Monday, September 7, 2009

Theoremata Scoti, Pars I

The first part of Scotus' infamous Theoremata is concerned with the universal, and its relation to the singular existent on the one hand and the intellect on the other hand. There are six main propositions, with explanations and--as always with Scotus--some rabbit trails. This preliminary study will be English-only, since I don't feel like typing in the Latin (hey, if you want real scholarship, read a print journal!), but for the record I'm using as my text Vol. II of Scotus' Opera Philosophica.

I. The intelligible precedes intellection by nature.

"Which is because reception [passio] presupposes an agent and every action is about something." If we are to understand something there must be something to understand.
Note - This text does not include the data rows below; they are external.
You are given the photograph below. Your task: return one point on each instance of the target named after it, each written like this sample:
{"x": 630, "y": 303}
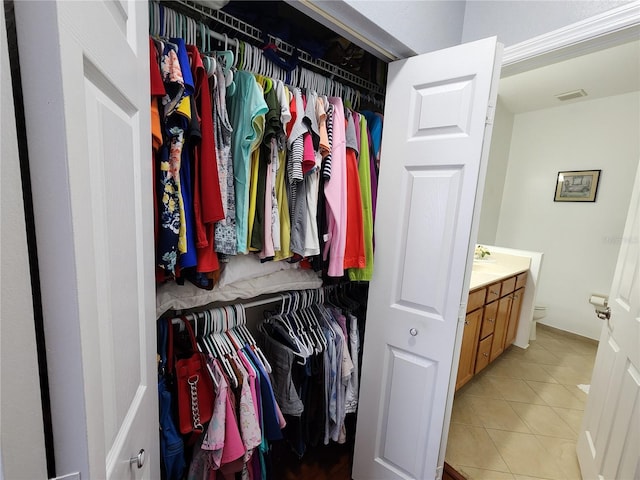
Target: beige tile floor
{"x": 519, "y": 418}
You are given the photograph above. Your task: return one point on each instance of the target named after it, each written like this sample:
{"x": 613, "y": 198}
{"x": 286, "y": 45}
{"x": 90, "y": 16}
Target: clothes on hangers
{"x": 254, "y": 165}
{"x": 315, "y": 351}
{"x": 246, "y": 416}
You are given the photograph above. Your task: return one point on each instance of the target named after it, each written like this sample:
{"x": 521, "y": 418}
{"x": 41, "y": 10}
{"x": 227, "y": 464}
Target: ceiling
{"x": 612, "y": 71}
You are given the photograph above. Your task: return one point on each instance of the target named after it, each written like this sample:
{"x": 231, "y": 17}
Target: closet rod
{"x": 229, "y": 21}
{"x": 255, "y": 303}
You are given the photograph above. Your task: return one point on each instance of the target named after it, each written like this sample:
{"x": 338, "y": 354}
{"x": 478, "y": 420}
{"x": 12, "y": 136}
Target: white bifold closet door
{"x": 437, "y": 128}
{"x": 85, "y": 67}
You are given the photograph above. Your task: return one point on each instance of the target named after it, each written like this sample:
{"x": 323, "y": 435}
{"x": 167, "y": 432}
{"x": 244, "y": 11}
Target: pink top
{"x": 335, "y": 191}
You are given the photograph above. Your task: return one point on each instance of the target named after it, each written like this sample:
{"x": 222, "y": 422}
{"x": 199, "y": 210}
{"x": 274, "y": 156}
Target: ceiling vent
{"x": 571, "y": 95}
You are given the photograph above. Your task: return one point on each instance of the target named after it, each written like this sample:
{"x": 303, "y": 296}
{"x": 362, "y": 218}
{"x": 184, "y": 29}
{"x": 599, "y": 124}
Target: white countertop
{"x": 497, "y": 266}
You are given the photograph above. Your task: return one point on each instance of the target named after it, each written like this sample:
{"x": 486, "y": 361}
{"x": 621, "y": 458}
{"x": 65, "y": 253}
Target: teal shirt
{"x": 247, "y": 110}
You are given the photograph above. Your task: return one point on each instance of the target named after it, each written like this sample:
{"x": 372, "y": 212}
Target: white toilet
{"x": 539, "y": 311}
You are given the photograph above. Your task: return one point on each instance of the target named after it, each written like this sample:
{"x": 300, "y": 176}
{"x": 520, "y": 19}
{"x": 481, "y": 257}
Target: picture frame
{"x": 577, "y": 186}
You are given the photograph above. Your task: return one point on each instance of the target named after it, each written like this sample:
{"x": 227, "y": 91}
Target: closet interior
{"x": 266, "y": 131}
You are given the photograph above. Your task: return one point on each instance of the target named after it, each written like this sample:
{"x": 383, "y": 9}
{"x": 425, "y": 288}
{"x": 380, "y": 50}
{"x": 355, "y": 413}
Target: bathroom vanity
{"x": 494, "y": 306}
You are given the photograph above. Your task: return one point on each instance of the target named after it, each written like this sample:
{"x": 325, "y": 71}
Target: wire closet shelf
{"x": 229, "y": 22}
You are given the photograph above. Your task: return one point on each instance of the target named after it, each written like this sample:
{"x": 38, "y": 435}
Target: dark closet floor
{"x": 328, "y": 462}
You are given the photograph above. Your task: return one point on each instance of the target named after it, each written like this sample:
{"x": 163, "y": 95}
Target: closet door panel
{"x": 436, "y": 109}
{"x": 88, "y": 129}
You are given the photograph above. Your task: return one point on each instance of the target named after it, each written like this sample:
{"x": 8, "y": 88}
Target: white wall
{"x": 403, "y": 27}
{"x": 496, "y": 174}
{"x": 516, "y": 21}
{"x": 21, "y": 429}
{"x": 580, "y": 241}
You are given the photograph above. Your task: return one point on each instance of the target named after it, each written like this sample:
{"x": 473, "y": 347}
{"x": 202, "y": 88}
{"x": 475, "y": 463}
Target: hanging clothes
{"x": 247, "y": 110}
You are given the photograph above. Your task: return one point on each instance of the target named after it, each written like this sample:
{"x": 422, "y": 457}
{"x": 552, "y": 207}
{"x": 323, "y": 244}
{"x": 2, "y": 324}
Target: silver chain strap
{"x": 195, "y": 409}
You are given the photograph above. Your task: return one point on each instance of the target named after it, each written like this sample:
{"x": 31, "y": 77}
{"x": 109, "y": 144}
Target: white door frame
{"x": 608, "y": 29}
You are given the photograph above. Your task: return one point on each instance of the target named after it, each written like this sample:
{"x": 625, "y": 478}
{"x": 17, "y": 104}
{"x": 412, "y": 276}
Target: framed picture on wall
{"x": 578, "y": 186}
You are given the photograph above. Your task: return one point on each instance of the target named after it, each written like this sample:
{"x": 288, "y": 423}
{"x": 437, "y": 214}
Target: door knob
{"x": 138, "y": 459}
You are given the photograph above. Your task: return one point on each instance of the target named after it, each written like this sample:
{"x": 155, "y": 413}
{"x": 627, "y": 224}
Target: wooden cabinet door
{"x": 484, "y": 350}
{"x": 502, "y": 320}
{"x": 514, "y": 316}
{"x": 489, "y": 319}
{"x": 469, "y": 347}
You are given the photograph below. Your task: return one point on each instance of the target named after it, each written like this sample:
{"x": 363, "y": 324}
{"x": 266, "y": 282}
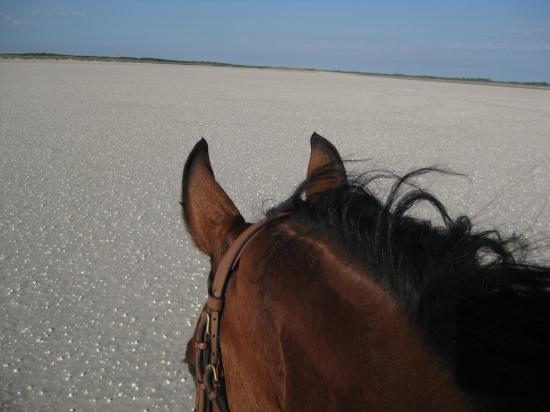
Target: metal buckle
{"x": 214, "y": 369}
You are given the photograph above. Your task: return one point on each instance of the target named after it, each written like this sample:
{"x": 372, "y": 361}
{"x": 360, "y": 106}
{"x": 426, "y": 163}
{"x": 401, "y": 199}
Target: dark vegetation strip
{"x": 53, "y": 56}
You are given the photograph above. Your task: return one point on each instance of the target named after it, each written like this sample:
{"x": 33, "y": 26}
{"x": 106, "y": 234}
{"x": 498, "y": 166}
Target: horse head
{"x": 315, "y": 310}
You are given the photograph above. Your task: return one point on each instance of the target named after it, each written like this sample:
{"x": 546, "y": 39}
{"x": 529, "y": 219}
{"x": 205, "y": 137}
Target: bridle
{"x": 209, "y": 375}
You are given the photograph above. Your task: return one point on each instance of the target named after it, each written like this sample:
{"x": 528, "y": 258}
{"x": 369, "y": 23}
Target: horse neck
{"x": 326, "y": 335}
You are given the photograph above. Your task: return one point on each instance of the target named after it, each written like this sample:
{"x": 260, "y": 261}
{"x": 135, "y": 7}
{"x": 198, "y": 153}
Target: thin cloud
{"x": 495, "y": 47}
{"x": 11, "y": 19}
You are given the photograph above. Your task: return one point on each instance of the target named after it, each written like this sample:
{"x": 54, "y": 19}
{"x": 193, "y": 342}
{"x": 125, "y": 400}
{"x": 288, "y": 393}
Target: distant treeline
{"x": 54, "y": 56}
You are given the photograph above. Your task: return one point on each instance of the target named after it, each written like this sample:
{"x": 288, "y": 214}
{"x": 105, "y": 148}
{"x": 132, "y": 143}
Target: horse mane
{"x": 481, "y": 307}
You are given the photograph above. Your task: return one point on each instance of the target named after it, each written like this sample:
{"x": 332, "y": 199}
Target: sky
{"x": 502, "y": 40}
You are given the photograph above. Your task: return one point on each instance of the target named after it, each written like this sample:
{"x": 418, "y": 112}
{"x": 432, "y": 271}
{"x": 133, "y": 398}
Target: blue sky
{"x": 501, "y": 40}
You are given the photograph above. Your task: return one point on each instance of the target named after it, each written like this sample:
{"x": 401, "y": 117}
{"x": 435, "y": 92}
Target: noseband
{"x": 209, "y": 376}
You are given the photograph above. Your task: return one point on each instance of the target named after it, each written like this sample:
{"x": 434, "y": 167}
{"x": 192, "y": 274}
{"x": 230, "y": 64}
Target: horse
{"x": 340, "y": 300}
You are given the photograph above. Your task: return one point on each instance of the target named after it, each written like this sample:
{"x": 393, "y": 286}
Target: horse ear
{"x": 210, "y": 215}
{"x": 326, "y": 169}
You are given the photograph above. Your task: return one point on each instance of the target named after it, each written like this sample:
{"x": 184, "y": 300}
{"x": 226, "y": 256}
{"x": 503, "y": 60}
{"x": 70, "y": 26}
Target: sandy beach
{"x": 100, "y": 284}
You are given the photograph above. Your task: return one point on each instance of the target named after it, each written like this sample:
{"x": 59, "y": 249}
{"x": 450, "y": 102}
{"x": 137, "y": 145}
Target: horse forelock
{"x": 441, "y": 277}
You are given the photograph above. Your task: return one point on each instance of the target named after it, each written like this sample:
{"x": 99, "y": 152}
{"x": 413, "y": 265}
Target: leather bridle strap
{"x": 209, "y": 380}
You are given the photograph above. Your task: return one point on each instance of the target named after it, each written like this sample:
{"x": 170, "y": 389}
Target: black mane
{"x": 482, "y": 308}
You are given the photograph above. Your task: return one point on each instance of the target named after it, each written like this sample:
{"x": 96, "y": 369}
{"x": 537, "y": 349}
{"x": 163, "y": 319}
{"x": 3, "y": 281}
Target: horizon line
{"x": 470, "y": 80}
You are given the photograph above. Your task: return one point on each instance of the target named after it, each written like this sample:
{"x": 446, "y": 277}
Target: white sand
{"x": 99, "y": 284}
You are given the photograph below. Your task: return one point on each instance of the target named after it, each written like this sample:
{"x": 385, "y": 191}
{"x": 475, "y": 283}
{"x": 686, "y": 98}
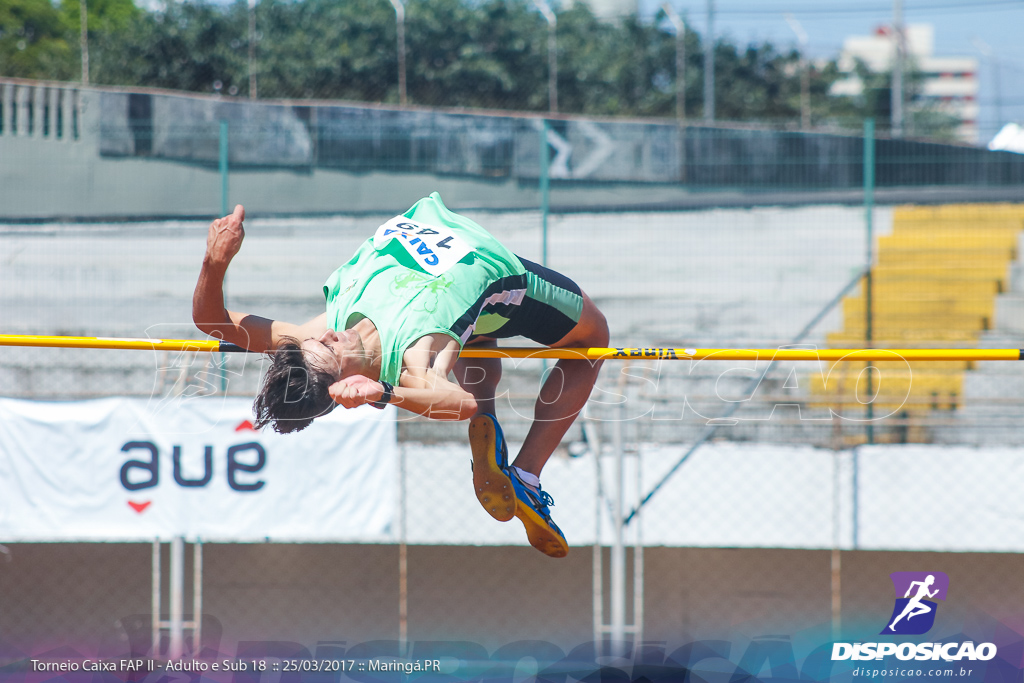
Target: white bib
{"x": 435, "y": 249}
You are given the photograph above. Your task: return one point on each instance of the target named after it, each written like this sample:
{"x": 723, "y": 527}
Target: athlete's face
{"x": 338, "y": 352}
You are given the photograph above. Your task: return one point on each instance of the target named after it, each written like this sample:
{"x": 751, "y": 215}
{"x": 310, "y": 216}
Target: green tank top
{"x": 427, "y": 271}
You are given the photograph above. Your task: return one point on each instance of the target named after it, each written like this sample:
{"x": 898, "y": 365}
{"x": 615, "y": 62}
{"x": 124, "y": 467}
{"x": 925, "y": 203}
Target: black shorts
{"x": 548, "y": 308}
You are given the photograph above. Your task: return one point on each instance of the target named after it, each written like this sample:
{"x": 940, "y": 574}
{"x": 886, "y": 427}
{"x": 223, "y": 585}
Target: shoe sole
{"x": 493, "y": 487}
{"x": 541, "y": 535}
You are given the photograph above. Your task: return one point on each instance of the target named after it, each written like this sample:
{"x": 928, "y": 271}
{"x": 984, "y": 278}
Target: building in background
{"x": 948, "y": 85}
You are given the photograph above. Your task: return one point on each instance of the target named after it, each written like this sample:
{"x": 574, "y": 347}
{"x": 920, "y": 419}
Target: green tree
{"x": 34, "y": 41}
{"x": 188, "y": 46}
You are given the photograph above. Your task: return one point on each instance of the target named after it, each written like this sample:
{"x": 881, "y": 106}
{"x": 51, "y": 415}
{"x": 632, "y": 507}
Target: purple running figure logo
{"x": 914, "y": 610}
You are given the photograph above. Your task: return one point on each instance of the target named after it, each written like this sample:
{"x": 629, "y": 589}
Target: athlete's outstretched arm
{"x": 252, "y": 332}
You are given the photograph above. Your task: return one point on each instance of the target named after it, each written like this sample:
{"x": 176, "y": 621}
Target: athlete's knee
{"x": 597, "y": 333}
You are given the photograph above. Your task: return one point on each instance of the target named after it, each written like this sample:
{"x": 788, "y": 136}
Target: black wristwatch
{"x": 386, "y": 398}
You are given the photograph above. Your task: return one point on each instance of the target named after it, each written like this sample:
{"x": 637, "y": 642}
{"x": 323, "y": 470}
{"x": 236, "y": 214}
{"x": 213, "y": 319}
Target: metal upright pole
{"x": 84, "y": 40}
{"x": 399, "y": 15}
{"x": 223, "y": 168}
{"x": 402, "y": 559}
{"x": 177, "y": 593}
{"x": 198, "y": 597}
{"x": 680, "y": 28}
{"x": 552, "y": 20}
{"x": 897, "y": 81}
{"x": 805, "y": 73}
{"x": 868, "y": 259}
{"x": 617, "y": 569}
{"x": 223, "y": 212}
{"x": 155, "y": 598}
{"x": 710, "y": 65}
{"x": 252, "y": 49}
{"x": 545, "y": 191}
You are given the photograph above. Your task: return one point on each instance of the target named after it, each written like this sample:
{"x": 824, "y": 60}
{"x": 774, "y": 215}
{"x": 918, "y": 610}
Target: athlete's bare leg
{"x": 564, "y": 392}
{"x": 480, "y": 377}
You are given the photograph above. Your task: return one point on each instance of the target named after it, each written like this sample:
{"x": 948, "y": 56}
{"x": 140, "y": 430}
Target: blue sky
{"x": 958, "y": 26}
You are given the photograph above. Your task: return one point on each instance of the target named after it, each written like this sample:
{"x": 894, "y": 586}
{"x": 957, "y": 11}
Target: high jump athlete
{"x": 426, "y": 285}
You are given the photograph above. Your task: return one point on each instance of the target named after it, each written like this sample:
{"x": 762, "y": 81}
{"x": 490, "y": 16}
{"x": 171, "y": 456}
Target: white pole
{"x": 84, "y": 40}
{"x": 805, "y": 73}
{"x": 399, "y": 16}
{"x": 552, "y": 20}
{"x": 680, "y": 28}
{"x": 177, "y": 594}
{"x": 619, "y": 546}
{"x": 710, "y": 65}
{"x": 897, "y": 86}
{"x": 197, "y": 597}
{"x": 155, "y": 602}
{"x": 252, "y": 49}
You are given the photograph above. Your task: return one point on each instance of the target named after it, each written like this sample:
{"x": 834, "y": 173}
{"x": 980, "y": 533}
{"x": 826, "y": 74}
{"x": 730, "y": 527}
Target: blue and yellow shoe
{"x": 491, "y": 461}
{"x": 531, "y": 509}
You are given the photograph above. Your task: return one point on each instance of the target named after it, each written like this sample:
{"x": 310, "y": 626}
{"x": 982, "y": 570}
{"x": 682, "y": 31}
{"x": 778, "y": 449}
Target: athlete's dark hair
{"x": 294, "y": 391}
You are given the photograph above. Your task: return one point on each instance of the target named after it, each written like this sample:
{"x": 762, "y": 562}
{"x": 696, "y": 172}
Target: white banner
{"x": 123, "y": 469}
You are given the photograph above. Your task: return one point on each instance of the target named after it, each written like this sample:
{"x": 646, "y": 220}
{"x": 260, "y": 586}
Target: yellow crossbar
{"x": 596, "y": 353}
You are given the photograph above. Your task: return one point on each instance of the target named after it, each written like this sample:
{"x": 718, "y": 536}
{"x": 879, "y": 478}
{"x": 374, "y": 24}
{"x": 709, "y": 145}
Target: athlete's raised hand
{"x": 356, "y": 390}
{"x": 224, "y": 239}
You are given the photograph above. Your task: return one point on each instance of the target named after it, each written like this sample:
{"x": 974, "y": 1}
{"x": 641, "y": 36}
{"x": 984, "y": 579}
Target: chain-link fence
{"x": 752, "y": 495}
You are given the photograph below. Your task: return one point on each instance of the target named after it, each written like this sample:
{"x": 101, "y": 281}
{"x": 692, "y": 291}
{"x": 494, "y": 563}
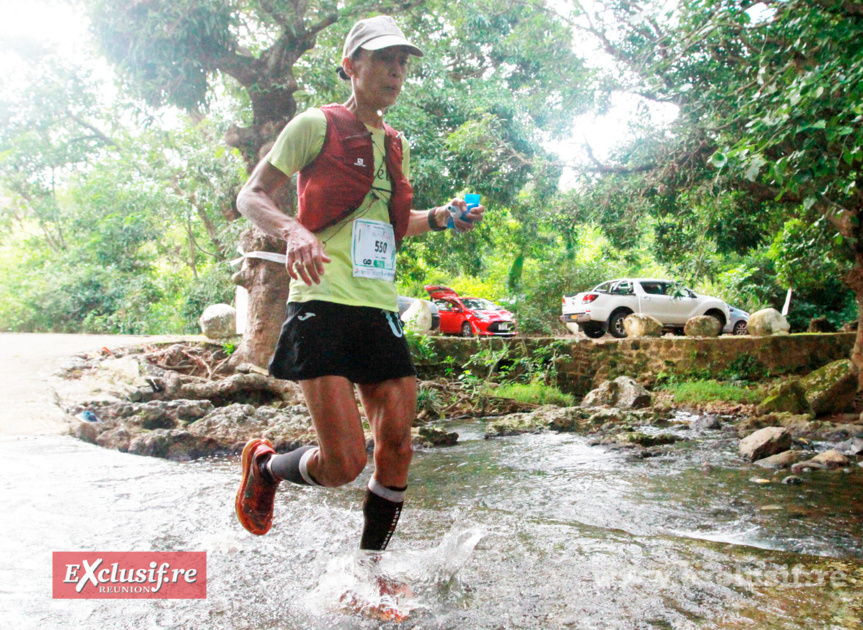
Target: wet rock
{"x": 174, "y": 444}
{"x": 219, "y": 321}
{"x": 623, "y": 393}
{"x": 238, "y": 423}
{"x": 780, "y": 460}
{"x": 831, "y": 459}
{"x": 807, "y": 466}
{"x": 788, "y": 397}
{"x": 250, "y": 388}
{"x": 117, "y": 439}
{"x": 643, "y": 439}
{"x": 566, "y": 419}
{"x": 766, "y": 322}
{"x": 764, "y": 443}
{"x": 702, "y": 326}
{"x": 85, "y": 431}
{"x": 820, "y": 325}
{"x": 707, "y": 422}
{"x": 637, "y": 325}
{"x": 432, "y": 436}
{"x": 251, "y": 368}
{"x": 852, "y": 447}
{"x": 831, "y": 389}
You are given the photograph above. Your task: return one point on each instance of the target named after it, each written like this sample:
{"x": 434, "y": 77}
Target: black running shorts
{"x": 363, "y": 344}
The intellect does not create all of its own intelligible content, any more than the sense power creates the objects of the senses: sight presupposes the visible object as well as light and a working eye. Unlike sight, of course, the intellect can create some of its intelligible content.

II. It is impossible for the first intelligible to be caused by intellection.

"Which is from comparing intellection and the intelligible to the same intellect." Even if the intellect received no information from outside itself it would still have to understand something other than its own concepts: no intellect could know nothing but logic. The intellect itself is an intelligible object before it understands or is understood.

III. We understand the universal first.

Scotus spends a lot of time arguing this point. Unlike, say, Thomas, Scotus admits that the singular is intelligible per se, since for him singularity is a formal property, not some material detritus. Why then is the singular not the first intelligible object? After all, it is the singular thing which acts, not its abstracted universal nature, and so the singular should be the first thing to act on the intellect. Scotus reminds us, however, that there is for us no science of the singular, that the intellect forms a universal by separating the intelligible nature from the leftover singularity. "It is true [that it is the singular which acts], but not insofar as it is singular. For the nature is the ratio of acting." Just as in natural generation the species is multiplied, but not the individual, so in cognition the singular gives rise to an intelligible universal, not a proper concept of the singular.

Our lack of knowledge about the singular per se is neither because we fail to actualize our capacity for it, nor because the singular is unintelligible per se, but because our intellect is too imperfect to achieve it. Just as an intrinsically visible object might not be seen by feeble eyes in weak candlelight, the light of our intellect is strong enough to illumine the nature but not the singularity. Our knowledge then is always imperfect. "For although in a precise comparison the nature is a more perfect knowable than the singularity, nevertheless the cognition of a singular nature is more perfect than that of the nature alone, because it is more distinct."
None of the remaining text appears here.